Benedict Cumberbatch on portraying grief


Featuring Crows Rate in Dylan’s Southern Fiction debut, the haunting story of a middle-aged man concerns the sudden and unexpected death of his wife, the mother of his two sons. In terms of genre, it’s hard to place, sitting somewhere between social drama and heightened horror; If Ken Loach dreams Babadookit might look something like this. South-Known for such colorful and experimental music docs Shut up and play hits (2012) and Meet me in the bathroom (2022) – Breaking down the visceral immediacy of those films into raw, deeply emotional subject matter. Despite all the art behind it, however, The thing with the feathers It will likely prove divisive. For survivors of trauma, this will likely be jarring, but for others more fortunate, its idealized depiction of loss may be a touch too uncomfortable.

This is one of those movies where the characters don’t have names, so the dad is just dad. He is played by Benedict Cumberbatch, an artist of sorts. Some people call his work “comic books,” others call them “graphic novels,” a term he thinks of as “Wanky.” His output is alluded to in the film’s atmospheric credit sequence, in which a rough-hewn pencil attacks a white sheet of paper, the claustrophobia of which is intensified by the director’s intimate use of Oscar credit. Random, quiet words are accompanied by images of horrific black birds (“Sad Daddy,” “She Gone”), so it’s no great surprise when the screen switches to black and sound design, economically depicting an unseen funeral.

“Even if he doesn’t say it, the cinematography and production design are on top of things; this is a house that’s missing something. A happy family home shouldn’t be lit like a Vermeer painting, and Dad’s brother creates an illusion,” Dad says to his young father, who underscores the fact that they both did well today. More modern when it swings. “It’s a bit like Tracey Emin’s kitchen in here,” he notes of the controversial British artist’s 1998 piece clinical.

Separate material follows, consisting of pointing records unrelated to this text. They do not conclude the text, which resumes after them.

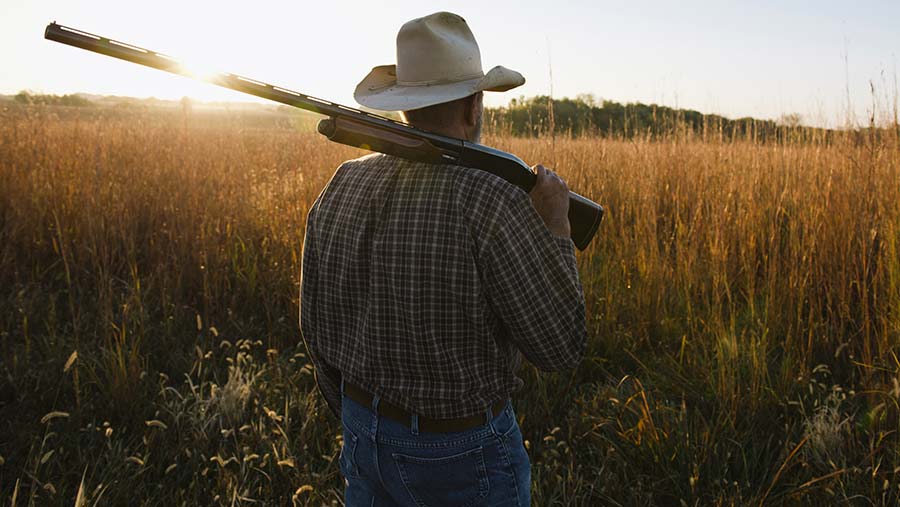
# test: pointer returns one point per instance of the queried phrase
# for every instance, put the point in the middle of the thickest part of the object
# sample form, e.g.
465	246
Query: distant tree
25	97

Dad tries to keep things together, sending his kids to school, feeding them and reading to them at night (although the folklore story of Baba Yaga may not be the most suitable material for pre-addicted teens). But modern events continue to invent it, and though we hear it and never see it, the effect is as terrible as if we had it. There was blood, she was on the floor, she wasn’t breathing.

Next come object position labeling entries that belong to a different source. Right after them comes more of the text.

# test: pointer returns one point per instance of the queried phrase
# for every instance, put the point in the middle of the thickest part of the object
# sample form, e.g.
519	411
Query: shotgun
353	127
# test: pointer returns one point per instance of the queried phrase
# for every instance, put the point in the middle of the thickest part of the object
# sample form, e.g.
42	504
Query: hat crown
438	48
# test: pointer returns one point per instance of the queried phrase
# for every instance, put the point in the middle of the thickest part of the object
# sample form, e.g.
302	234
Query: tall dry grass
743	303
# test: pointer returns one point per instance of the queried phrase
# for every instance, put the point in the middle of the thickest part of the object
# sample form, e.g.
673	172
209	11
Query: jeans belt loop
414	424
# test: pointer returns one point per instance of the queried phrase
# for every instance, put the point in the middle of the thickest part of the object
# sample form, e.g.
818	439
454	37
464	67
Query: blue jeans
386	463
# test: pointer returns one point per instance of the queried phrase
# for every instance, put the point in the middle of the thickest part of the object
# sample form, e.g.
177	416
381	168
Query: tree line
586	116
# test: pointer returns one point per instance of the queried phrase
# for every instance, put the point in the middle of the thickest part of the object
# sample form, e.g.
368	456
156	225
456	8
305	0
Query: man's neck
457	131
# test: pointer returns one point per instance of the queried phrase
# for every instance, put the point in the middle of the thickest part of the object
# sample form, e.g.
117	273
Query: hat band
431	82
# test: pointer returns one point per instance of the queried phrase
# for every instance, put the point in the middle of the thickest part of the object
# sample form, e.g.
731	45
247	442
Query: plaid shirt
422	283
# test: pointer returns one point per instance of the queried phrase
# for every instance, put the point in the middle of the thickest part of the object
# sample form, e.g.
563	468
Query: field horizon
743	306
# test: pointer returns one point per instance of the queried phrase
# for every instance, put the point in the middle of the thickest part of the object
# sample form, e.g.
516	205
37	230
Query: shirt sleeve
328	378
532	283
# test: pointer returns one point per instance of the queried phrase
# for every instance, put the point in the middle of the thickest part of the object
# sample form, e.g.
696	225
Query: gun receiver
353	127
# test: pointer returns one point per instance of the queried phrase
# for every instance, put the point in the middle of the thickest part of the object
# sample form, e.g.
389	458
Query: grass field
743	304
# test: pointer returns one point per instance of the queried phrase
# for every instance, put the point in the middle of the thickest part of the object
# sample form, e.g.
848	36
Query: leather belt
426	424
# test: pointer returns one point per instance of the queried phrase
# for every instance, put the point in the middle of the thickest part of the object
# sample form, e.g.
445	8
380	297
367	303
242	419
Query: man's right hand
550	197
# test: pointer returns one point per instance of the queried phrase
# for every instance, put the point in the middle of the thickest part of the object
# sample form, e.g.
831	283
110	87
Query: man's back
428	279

At this time, the film’s antagonist makes himself known. Crow, voiced by David Thewlis, is one of Dad’s artistic creations, but now he’s stepping off the page and into the real world. The Crow is completely at odds with what’s going on in the real world: Dad wants Dad to come to terms with things, but Dad isn’t sure he wants to do that; Just pack up his memories and put them in storage. By contrast, Crowe believes in a more “therapeutic” method, taunting Abi in his lowest moments with insults and violence. Dad says: “Come on, do your worst.” “No,” Crow says, “I intend to.” better

With some occasional interference from the outside world, this brutal sparring between Abi and Qrow is pretty much the gist The thing with the featherssomething South makes abundantly clear in an intense scene of a drunken person determined to scream “Maw Maw Day.” Being a product of Abe’s mind, Crowe really knows how to hurt him, making fun of his liberal leanings, and worse, describing his artwork as a “freakish emoji.”

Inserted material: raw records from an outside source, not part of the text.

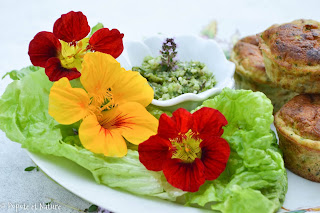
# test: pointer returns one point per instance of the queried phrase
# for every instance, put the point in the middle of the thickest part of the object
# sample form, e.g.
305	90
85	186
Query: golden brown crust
248	59
298	125
291	55
302	113
300	159
296	43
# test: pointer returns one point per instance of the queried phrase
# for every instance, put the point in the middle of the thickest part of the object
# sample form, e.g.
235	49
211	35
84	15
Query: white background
21	20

It all builds to a riveting study of the excesses of the self, and my father’s mental state, though delicately handled, would be known to anyone even remotely adjacent to such a seismic loss: his unwillingness to see visitors, his inability to make phone calls, and phone calls, a refusal to accept reality (in a heartfelt and beautifully subtle touch, his late wife’s face is either never seen or blurred, a devastating evocation of bereavement). As a work of art, The thing with the feathers It is something special, a great calling card for Elliot in Waiting. As a film, it won’t (and probably can’t) be for everyone; An essay on deaths that amazes with its beauty and its nuances of truth.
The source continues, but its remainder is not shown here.